China Looks to Ramp Up Internet Growth, and Its Controls

China’s government has highlighted big data, encryption technology and “core technologies” such as semiconductors as the key elements of its push to grow into a tech powerhouse, according to a new five-year plan released Saturday that envisages the Internet as a major source of growth as well as a potential risk.
China Looks to Ramp Up Internet Growth, and Its Controls
Members of the Chinese military band arrive at the Great Hall of the People for the opening session of the annual National People's Congress in Beijing on March 5, 2016. AP Photo/Andy Wong
The Associated Press
Updated:

BEIJING—China’s government has highlighted big data, encryption technology and “core technologies” such as semiconductors as the key elements of its push to grow into a tech powerhouse, according to a new five-year plan released Saturday that envisages the Internet as a major source of growth as well as a potential risk.

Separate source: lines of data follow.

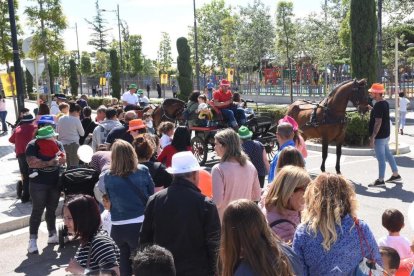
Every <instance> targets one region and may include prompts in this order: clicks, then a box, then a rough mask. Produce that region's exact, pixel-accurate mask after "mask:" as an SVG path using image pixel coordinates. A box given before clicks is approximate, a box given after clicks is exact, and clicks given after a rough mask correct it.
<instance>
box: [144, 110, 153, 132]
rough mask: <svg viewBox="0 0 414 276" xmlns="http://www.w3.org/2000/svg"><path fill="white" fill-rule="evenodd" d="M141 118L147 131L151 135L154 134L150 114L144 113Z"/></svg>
mask: <svg viewBox="0 0 414 276" xmlns="http://www.w3.org/2000/svg"><path fill="white" fill-rule="evenodd" d="M142 118H143V119H144V121H145V125H146V126H147V131H148V132H149V133H151V134H154V133H155V129H154V124H153V122H152V116H151V114H150V113H148V112H146V113H144V115H143V116H142Z"/></svg>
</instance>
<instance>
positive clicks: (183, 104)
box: [162, 98, 185, 105]
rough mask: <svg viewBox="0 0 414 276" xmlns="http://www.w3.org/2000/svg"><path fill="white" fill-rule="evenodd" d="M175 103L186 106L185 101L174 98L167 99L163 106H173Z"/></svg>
mask: <svg viewBox="0 0 414 276" xmlns="http://www.w3.org/2000/svg"><path fill="white" fill-rule="evenodd" d="M175 103H180V104H183V105H184V104H185V102H184V101H182V100H180V99H174V98H171V99H165V100H164V101H163V103H162V104H164V105H172V104H175Z"/></svg>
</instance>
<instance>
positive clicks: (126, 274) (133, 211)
mask: <svg viewBox="0 0 414 276" xmlns="http://www.w3.org/2000/svg"><path fill="white" fill-rule="evenodd" d="M111 149H112V153H111V165H110V169H109V171H107V172H106V173H105V175H104V182H105V190H106V193H107V195H108V197H109V201H110V202H111V209H110V212H111V219H112V230H111V237H112V238H113V239H114V241H115V242H116V244H117V245H118V247H119V249H120V251H121V263H120V269H121V275H131V274H132V268H131V259H130V257H131V254H132V253H134V251H135V250H136V248H137V247H138V238H139V231H140V229H141V225H142V222H143V221H144V210H145V206H146V204H147V200H148V197H149V196H150V195H152V194H153V193H154V183H153V181H152V178H151V175H150V174H149V171H148V168H147V167H145V166H143V165H139V164H138V158H137V154H136V153H135V151H134V148H133V147H132V146H131V144H130V143H128V142H126V141H124V140H116V141H115V143H113V144H112V148H111Z"/></svg>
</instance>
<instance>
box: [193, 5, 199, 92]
mask: <svg viewBox="0 0 414 276" xmlns="http://www.w3.org/2000/svg"><path fill="white" fill-rule="evenodd" d="M193 8H194V48H195V59H196V60H195V62H196V78H197V80H196V84H197V90H198V91H200V64H199V62H198V43H197V14H196V8H195V0H193Z"/></svg>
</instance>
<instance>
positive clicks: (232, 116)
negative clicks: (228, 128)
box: [221, 106, 246, 127]
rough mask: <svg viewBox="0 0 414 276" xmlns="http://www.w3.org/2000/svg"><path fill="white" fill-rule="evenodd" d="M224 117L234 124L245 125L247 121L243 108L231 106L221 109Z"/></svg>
mask: <svg viewBox="0 0 414 276" xmlns="http://www.w3.org/2000/svg"><path fill="white" fill-rule="evenodd" d="M221 113H223V116H224V119H226V121H227V122H228V123H229V124H230V125H231V126H232V127H235V126H237V125H244V124H245V123H246V114H245V113H244V110H243V108H239V107H236V106H231V107H229V108H223V109H221Z"/></svg>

Even as it highlighted the need to improve Internet infrastructure to rural areas and unlock the digital economy’s potential, Chinese economic planners called for a more secure and better managed Web, with enhanced Internet control systems, Internet security laws and real-name registration policies.

Chinese officials including Internet czar Lu Wei have played down concerns over what critics have described as China’s expanding Web censorship, saying that it is the Chinese government’s sovereign prerogative and a necessary measure to maintain domestic order.

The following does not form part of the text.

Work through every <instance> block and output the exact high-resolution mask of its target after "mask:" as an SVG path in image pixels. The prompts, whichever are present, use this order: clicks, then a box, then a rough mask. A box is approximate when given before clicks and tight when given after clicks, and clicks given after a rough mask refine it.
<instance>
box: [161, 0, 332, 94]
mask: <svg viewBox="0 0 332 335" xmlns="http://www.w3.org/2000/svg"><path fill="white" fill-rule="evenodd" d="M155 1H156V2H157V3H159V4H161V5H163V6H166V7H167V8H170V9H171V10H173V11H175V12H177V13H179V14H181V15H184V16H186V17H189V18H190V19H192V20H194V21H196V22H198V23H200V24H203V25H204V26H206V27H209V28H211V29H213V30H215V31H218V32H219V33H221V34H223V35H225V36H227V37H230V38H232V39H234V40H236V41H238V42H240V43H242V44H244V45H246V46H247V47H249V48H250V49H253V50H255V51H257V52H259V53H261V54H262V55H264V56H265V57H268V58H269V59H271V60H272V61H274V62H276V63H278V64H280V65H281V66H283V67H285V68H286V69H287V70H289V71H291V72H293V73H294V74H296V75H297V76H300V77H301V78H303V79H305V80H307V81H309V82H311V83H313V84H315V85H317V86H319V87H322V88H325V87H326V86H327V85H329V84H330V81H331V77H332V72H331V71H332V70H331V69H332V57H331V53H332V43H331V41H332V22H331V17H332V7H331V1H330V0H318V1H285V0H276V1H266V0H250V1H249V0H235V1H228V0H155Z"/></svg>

China’s development plan calls for a better cybersecurity approval system and more “precise” Web management to “clean up illegal and bad information.”

The plan also calls for a multilateral, democratic, transparent and international governance system and active participation in international Internet governance efforts.

Premier Li Keqiang highlighted the promise of the Internet, saying Saturday that various traditional sectors, ranging from manufacturing to government to health care, need to connect to the Web and raise their efficiency as part of an overarching national strategy called “Internet Plus.” He vowed to raise research and technology spending to account for 2.5 percent of gross domestic product (GDP) in the five years through 2020, which he said would mark a “remarkable achievement.”

The five-year plan calls for all families in large cities to have access to 100 megabyte-per-second Internet service and broadband coverage reaching 98 percent of the population in incorporated villages.

At the same time, Chinese leaders, wary of over-relying on foreign technology, will seek to boost China’s homegrown industry and cut down on imports—a strategy that has drawn complaints from trade partners like the United States.

Similar to previous years, when Chinese leaders highlighted industries such as e-commerce as a growth focus, the new draft of China’s development plan specifically elevated big data and cloud computing, relatively new and promising fields that Chinese industry experts view as not yet cornered by U.S. companies that dominate other parts of the technology market.

The plan also calls for China to catch up on “core” technologies such as semiconductors and basic computer parts and software, as well as encryption technology.

China’s campaign to beef up its chip technology has encountered political resistance from the United States. China’s national chip champion, Tsinghua Unigroup, said last month that it would abandon its attempt to acquire a stake in California data storage firm Western Digital, the second deal it has scrapped because of opposition from U.S. regulators who do not want sensitive technology to fall into Chinese hands.